Le Mistral au centre du jeu politique France-Russie

Par : Vivienne |  Mots clés : Mistral,porte-hélicoptères
French.china.org.cn | Mis à jour le 01-12-2014

Le Mistral au centre du jeu politique France-Russie

Le président français François Hollande a annoncé, le 25 novembre, que la livraison à la Russie du Vladivostok, le premier des deux porte-hélicoptères Mistral, est reportée « jusqu'à nouvel ordre », car la « situation actuelle dans l'est de l'Ukraine ne le permet toujours pas ».
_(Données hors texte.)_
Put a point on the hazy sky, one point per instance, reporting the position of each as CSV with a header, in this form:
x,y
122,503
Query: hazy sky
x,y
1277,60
Il s'agit du plus grand contrat portant sur la construction de navires militaires conclu par la Russie avec un pays étranger depuis la fin de la Seconde Guerre mondiale, le montant total étant de 1,2 milliard d'euros. La plupart des observateurs estimaient, malgré des sons dissonants en provenance des États-Unis et de l'OTAN, qu'il s'agissait d'une affaire gagnant-gagnant.

Tout semblait se développer sans à-coups au début : fini à la date prévue, le premier Mistral a effectué son voyage d'essai en mars 2014 et 400 matelots russes sont arrivés peu de temps après dans le Pays de la Loire en France pour des entraînements avant la réception du navire.

Or, suite à la détérioration de la situation dans l'est de l'Ukraine, les États-Unis et l'Europe ont eu tendance à agir de concert dans leurs contacts avec la Russie, et les choses ont commencé à se compliquer pour le Mistral.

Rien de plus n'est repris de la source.